C’est l'une des propositions du rapport qui sera remis le 2 septembre par la commission parlementaire sur les obstacles à l’indépendance de la justice : les juges d’instruction devraient motiver, par une ordonnance écrite, leurs décisions de mises en examen. Décryptage.

L’une des mesures du rapport rédigé par le député LaREM Didier Paris suggère que les juges d’instruction motivent leurs décisions de mise en examen dans une ordonnance écrite.
L’une des mesures du rapport rédigé par le député LaREM Didier Paris suggère que les juges d’instruction motivent leurs décisions de mise en examen dans une ordonnance écrite. © Maxppp / Pierre Heckler

Ce serait une mini-révolution au sein du monde judiciaire. Le juge d’instruction, tenu au secret du même nom, ne s’exprime jamais sur une affaire en cours. Même quand sa probité est attaquée, ou ses décisions contestées. L’article 11 du code de procédure pénale autorise seulement le procureur à rendre publics certains éléments objectifs tirés de la procédure, en cas de propagation d’informations inexactes ou parcellaires, ou pour mettre fin à un trouble à l’ordre public. Et même quand un juge d’instruction est nommé parce que l’affaire est complexe ou sensible, on ne le voit ni ne l’entend jamais, ce qui peut nourrir tous les fantasmes et autoriser toutes les spéculations sur ses motivations. Comme ce fut le cas lors de la mise en examen de François Fillon en mars 2017 par les juges Tournaire, Buresi et Tacheau, accusés par les soutiens du candidat d’avoir agi sur ordre pour torpiller ses chances dans la course à l’élection présidentielle.

Une ordonnance du juge dont les avocats ou le parquet pourraient faire état publiquement

Sur ce point précis, la commission d’enquête présidée par le député France insoumise Ugo Bernalicis, qui a terminé ses travaux le 9 juillet dernier, souhaite innover. Selon nos informations, l’une des 40 mesures du rapport rédigé par le député LREM Didier Paris suggère que les juges d’instruction motivent leurs décisions de mise en examen dans une ordonnance écrite. Le document serait joint à la procédure, dont les avocats ou le parquet pourraient faire état publiquement.

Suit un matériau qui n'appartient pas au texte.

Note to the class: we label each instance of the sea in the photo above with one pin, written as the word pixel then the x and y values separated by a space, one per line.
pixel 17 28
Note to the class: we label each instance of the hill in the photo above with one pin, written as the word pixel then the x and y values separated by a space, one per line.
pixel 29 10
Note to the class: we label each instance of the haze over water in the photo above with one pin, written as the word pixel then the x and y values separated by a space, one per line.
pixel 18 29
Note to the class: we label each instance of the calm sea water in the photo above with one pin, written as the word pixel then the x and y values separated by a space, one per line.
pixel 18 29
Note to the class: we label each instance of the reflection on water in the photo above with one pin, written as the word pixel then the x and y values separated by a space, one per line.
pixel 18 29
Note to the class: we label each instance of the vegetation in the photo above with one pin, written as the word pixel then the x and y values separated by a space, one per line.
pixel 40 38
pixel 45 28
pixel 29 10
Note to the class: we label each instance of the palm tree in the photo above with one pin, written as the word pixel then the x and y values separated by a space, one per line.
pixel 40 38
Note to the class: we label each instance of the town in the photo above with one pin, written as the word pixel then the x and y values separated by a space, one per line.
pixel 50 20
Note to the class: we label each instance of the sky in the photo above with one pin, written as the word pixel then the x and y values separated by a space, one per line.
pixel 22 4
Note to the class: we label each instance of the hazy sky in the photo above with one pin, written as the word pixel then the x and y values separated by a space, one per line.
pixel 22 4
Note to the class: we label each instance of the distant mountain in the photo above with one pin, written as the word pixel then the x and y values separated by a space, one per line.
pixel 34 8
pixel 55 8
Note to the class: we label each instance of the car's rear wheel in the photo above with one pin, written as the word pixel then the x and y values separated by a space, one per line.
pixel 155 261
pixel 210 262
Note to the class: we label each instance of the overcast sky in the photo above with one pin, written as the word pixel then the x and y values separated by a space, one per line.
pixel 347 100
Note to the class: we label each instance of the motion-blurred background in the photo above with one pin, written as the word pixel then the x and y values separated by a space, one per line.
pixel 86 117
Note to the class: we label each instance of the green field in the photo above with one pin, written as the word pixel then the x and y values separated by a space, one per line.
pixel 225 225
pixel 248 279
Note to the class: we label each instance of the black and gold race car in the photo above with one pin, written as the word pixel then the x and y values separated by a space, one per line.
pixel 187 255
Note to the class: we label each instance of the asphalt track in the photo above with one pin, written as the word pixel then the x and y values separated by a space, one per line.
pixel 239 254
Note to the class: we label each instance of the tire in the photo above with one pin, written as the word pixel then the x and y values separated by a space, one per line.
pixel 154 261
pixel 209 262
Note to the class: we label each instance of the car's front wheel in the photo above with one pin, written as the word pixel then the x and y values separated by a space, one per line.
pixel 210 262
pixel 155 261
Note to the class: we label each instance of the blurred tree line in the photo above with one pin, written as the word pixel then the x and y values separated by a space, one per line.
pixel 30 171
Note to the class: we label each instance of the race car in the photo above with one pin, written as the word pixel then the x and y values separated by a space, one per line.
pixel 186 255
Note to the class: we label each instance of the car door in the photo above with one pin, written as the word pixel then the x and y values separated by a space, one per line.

Il ne s’agit pas, dans l’esprit des députés, de pousser le juge d’instruction sous les projecteurs, mais de lui donner l’opportunité de préciser quels sont les "indices graves ou concordants" qui ont emporté sa décision. Un progrès pour l’information de la presse et du public, susceptible de garantir une plus grande confiance dans la justice : l’institution est souvent décriée pour son manque de transparence. D’autant que les juges d’instruction sont statutairement indépendants, ce qui n’est pas le cas des magistrats du parquet, placé sous l’autorité du ministre de la Justice.

"Le risque d’une décision écrite, c’est qu’elle soit figée dans le marbre, alors que c’est une situation évolutive"

Mais la proposition est accueillie avec circonspection par Pascal Gastineau, juge d’instruction et vice-président de l’Association française des magistrats instructeurs (AFMI). "En pratique, les juges d’instruction expliquent, quand ils notifient une mise en examen, quels sont les indices graves ou concordants qu’ils ont retenus. La décision se prend après des actes d’enquête et les observations de l’avocat, elle n’est pas assénée de manière discrétionnaire… Le risque d’une décision écrite, c’est qu’elle soit figée dans le marbre, alors que c’est une situation évolutive ; de plus cela ouvrirait la possibilité de faire appel de la mise en examen, ce qui n’est pas le cas actuellement."

Les juges d’instruction se disent par ailleurs tout à fait favorables à une réflexion sur leurs moyens de communication : "Il faudrait, dans chaque tribunal judiciaire, un référent du siège – comme cela existe souvent pour le parquet" explique Pascal Gastineau. "Le juge d’instruction pourrait s’adresser à ce référent, soit parce qu’il serait publiquement critiqué, soit parce qu’il constaterait qu’on dit des choses fausses. C’est parfois difficile de voir son nom mentionné dans la presse… Il pourrait ainsi faire passer des informations ou rectifier des erreurs, pour que le public soit correctement informé."

Les propositions de la commission d’enquête seront présentées le 2 septembre prochain devant les députés de la commission des lois. Reste à savoir si le nouveau garde des Sceaux, Eric Dupond-Moretti, souhaitera s’en emparer. Dès sa nomination, il avait exprimé le souhait de travailler sur la présomption d'innocence, et sur les violations du secret de l'enquête.